Regular itu terkejut. Ia menatap Marcus seolah tak yakin telah mendengar dengan benar.
Marcus mendengus pelan. "Ayo. Kau tak akan mati. Paling cuma pingsan kalau jatuh."
Beberapa murid tertawa kecil. Regular itu, masih ragu, akhirnya melangkah maju. Lighthouse Marcus bergerak perlahan ke hadapannya, lalu mengambang rendah, seperti makhluk jinak yang menunggu ditunggangi.
"Naik," perintah Marcus ringan.
Pemuda itu mengangguk pelan dan melangkah naik, sedikit goyah, tapi akhirnya berhasil berdiri di atas permukaan persegi Lighthouse yang tampak rapuh namun kuat itu. Tangannya sedikit gemetar saat berusaha menjaga keseimbangan, kaki merapat erat seolah takut terpeleset.

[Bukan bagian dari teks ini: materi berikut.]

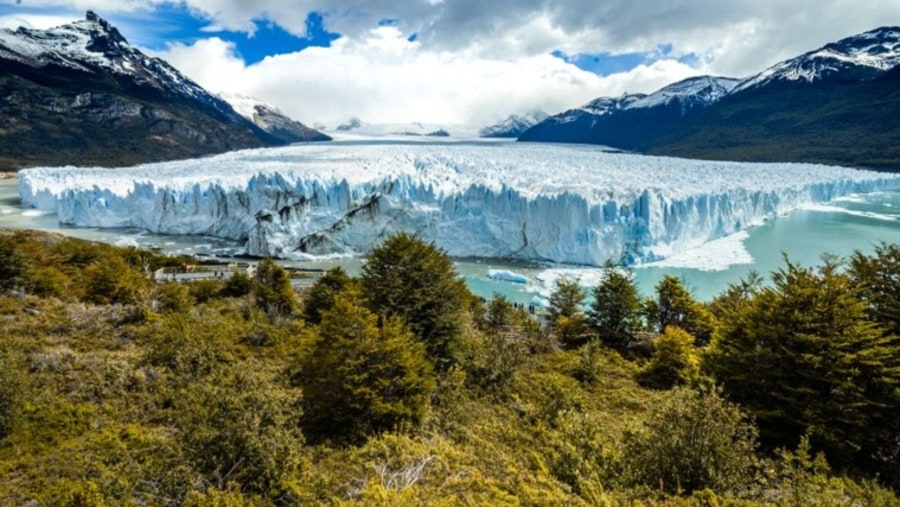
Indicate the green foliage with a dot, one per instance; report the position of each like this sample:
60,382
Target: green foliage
197,408
172,297
565,314
272,289
736,298
203,291
361,379
239,285
692,441
876,281
12,265
803,357
191,347
675,306
491,359
320,296
416,281
615,311
237,426
112,281
674,362
12,393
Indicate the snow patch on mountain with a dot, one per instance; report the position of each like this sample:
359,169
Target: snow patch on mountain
94,46
356,128
514,125
270,119
511,200
877,49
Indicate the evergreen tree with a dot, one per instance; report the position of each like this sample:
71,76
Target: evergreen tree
676,307
566,316
414,280
238,285
615,312
876,280
320,296
362,379
803,357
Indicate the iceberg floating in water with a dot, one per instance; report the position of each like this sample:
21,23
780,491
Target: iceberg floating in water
568,204
506,276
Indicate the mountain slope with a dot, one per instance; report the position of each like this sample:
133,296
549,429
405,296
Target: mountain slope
845,123
628,121
271,120
838,104
513,126
80,94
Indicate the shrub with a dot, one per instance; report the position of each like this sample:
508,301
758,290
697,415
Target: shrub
691,441
414,280
362,379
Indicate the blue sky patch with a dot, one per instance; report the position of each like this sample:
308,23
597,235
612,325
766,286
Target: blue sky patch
174,23
604,64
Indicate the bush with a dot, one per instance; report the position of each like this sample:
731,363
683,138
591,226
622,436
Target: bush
689,442
320,297
674,361
173,297
804,358
567,319
615,312
273,290
239,285
239,427
12,384
414,280
362,379
110,280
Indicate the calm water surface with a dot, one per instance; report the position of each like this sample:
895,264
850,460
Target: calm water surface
854,223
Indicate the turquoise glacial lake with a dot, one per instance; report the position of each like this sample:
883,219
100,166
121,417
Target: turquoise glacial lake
858,222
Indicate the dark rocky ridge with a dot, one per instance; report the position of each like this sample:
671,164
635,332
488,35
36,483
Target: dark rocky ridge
79,94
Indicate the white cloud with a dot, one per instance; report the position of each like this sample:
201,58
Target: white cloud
384,78
475,61
35,21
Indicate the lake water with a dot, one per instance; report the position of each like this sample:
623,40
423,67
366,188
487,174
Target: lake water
853,223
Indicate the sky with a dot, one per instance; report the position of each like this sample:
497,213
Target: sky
459,62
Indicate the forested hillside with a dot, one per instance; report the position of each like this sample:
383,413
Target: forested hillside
398,387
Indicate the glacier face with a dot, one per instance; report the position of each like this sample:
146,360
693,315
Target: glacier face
569,204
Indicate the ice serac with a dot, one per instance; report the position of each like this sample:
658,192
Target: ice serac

Lighthouse mulai naik perlahan, membawanya ke ketinggian sekitar dua meter... lalu lima meter. Angin bertiup lebih kencang di atas, dan sang Regular mulai goyah, berusaha meraih sesuatu untuk berpegangan.
Tiba-tiba, Marcus sendiri mulai berlari bolak-balik di bawah Lighthouse-nya.
"Bertahan!" teriak Marcus, nadanya kini agak riang, "Keseimbangan bukan hanya fisik, tapi juga mental. Ini semua tentang kontrol Lighthouse, komunikasi antaramu dan alatmu."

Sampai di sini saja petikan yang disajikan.